U.S. Education Secretary Betsy DeVos' plans to change the way colleges and university handle allegations of sexual violence on campus drew a mixed reaction in Minnesota on Thursday, worrying some and heartening others.
"I applaud this," Ryan Pacyga, a Minneapolis attorney who defended a Gophers football player accused of sexual assault last year, said of DeVos' speech at George Mason University in Virginia announcing the plans.
"Anybody going through these sorts of allegations knows, or learns quickly, that the deck is stacked against them," he said. "These cases can become a runaway train without even a semblance of due process."
Caroline Palmer, an attorney with the Minnesota Coalition Against Sexual Assault, fears it will be a setback for victims.
"We are really concerned for what this might mean for all the progress that has been made," she said. "Are we going to see campuses not giving this the same attention?"

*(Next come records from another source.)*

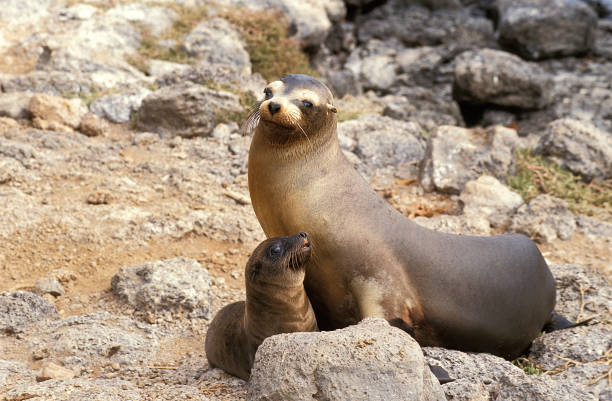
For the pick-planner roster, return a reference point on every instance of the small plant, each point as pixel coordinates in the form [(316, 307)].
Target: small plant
[(272, 53), (535, 175), (529, 367)]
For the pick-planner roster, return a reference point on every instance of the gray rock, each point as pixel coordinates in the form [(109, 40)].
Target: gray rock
[(156, 19), (382, 142), (186, 110), (592, 227), (471, 224), (544, 219), (337, 365), (429, 108), (415, 25), (159, 68), (119, 107), (578, 146), (522, 387), (457, 155), (581, 344), (537, 29), (310, 20), (15, 105), (582, 292), (466, 390), (216, 41), (489, 198), (495, 77), (49, 285), (486, 368), (172, 284), (83, 342), (85, 389), (13, 374), (20, 309)]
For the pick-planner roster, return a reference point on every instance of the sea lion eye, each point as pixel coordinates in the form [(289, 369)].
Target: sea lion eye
[(275, 250)]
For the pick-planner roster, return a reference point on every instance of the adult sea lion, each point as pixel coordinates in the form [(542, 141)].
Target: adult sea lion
[(275, 303), (483, 294)]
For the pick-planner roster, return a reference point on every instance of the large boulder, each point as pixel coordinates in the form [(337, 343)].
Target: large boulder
[(457, 155), (490, 76), (537, 29), (544, 219), (578, 146), (186, 110), (368, 361), (216, 41), (169, 285), (20, 309)]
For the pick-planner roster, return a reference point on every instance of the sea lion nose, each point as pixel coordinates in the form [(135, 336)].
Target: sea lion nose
[(273, 107)]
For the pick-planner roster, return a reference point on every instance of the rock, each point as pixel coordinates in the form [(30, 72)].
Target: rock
[(83, 342), (13, 373), (92, 125), (119, 107), (578, 146), (471, 224), (457, 155), (522, 387), (581, 344), (80, 389), (15, 105), (55, 113), (494, 77), (466, 390), (429, 108), (49, 285), (335, 365), (491, 199), (159, 68), (174, 284), (310, 20), (582, 292), (475, 367), (20, 309), (50, 370), (588, 226), (537, 29), (216, 41), (415, 25), (156, 20), (382, 142), (544, 219), (186, 110)]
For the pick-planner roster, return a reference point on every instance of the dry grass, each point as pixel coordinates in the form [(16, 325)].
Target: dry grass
[(535, 175)]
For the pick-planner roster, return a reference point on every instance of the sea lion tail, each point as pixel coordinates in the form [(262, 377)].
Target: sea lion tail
[(558, 322)]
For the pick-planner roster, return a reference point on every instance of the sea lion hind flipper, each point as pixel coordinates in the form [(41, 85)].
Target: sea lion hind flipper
[(558, 322)]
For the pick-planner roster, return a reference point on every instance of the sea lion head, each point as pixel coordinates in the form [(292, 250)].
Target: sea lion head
[(295, 108), (279, 261)]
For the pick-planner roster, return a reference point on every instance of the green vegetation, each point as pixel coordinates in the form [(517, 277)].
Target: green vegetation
[(535, 175), (528, 366), (272, 53)]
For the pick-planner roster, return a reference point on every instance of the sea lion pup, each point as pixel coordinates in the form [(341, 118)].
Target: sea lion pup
[(275, 303), (483, 294)]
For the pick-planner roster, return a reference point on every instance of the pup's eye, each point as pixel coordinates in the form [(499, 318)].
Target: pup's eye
[(275, 250)]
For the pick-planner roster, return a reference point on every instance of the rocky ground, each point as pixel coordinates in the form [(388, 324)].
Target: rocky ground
[(125, 219)]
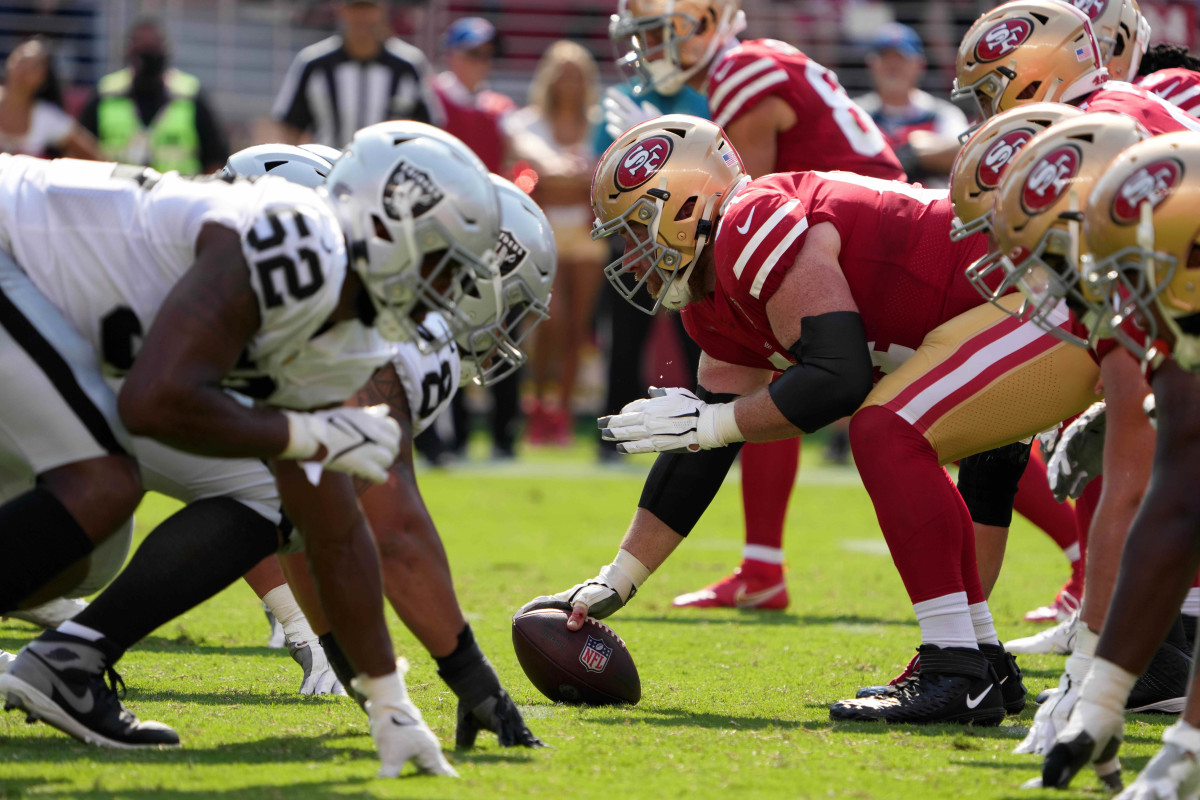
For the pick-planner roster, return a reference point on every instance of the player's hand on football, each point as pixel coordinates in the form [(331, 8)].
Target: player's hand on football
[(599, 597), (361, 441), (622, 112), (1174, 773), (670, 420), (1079, 455), (499, 715)]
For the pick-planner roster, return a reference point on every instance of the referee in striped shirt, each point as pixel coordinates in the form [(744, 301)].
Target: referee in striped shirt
[(353, 79)]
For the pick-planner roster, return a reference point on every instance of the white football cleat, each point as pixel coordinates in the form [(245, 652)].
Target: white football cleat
[(1059, 639), (52, 613)]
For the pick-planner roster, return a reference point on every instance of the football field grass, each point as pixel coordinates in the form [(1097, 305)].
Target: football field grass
[(735, 704)]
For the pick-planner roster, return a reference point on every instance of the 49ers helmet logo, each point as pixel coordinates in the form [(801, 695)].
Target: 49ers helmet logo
[(999, 155), (1049, 179), (641, 162), (1002, 38), (1151, 184)]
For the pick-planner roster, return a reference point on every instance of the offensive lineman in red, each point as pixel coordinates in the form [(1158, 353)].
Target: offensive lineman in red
[(859, 277), (783, 112)]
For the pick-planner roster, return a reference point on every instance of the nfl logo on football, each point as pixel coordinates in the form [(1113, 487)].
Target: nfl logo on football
[(595, 655)]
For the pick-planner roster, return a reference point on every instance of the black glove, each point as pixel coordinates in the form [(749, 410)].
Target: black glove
[(497, 714)]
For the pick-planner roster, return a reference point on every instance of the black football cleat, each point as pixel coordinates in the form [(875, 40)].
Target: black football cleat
[(60, 679), (953, 685), (1163, 687), (1008, 675)]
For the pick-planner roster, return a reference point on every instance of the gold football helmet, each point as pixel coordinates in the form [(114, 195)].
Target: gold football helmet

In practice, though, little may change on campus even if the government abandons current guidelines, says Kathryn Nash, a Minneapolis attorney who will be working with DeVos' deputies to draft new regulations.
At this point, many colleges have spent years revising their policies and practices, "and I don't see them moving away from that," said Nash, a leading national expert on campus sexual assault.
She noted that they're also required by a 2014 law, the Violence Against Women Act, to conduct fair and thorough investigations.
At St. Olaf College in Northfield, Vice President Carl Crosby Lehmann bristled at some of DeVos' comments, but said he saw little to worry about.
"I take some heart," he said, "that it's not going to lead to significant changes that will require us to go back to the drawing board completely."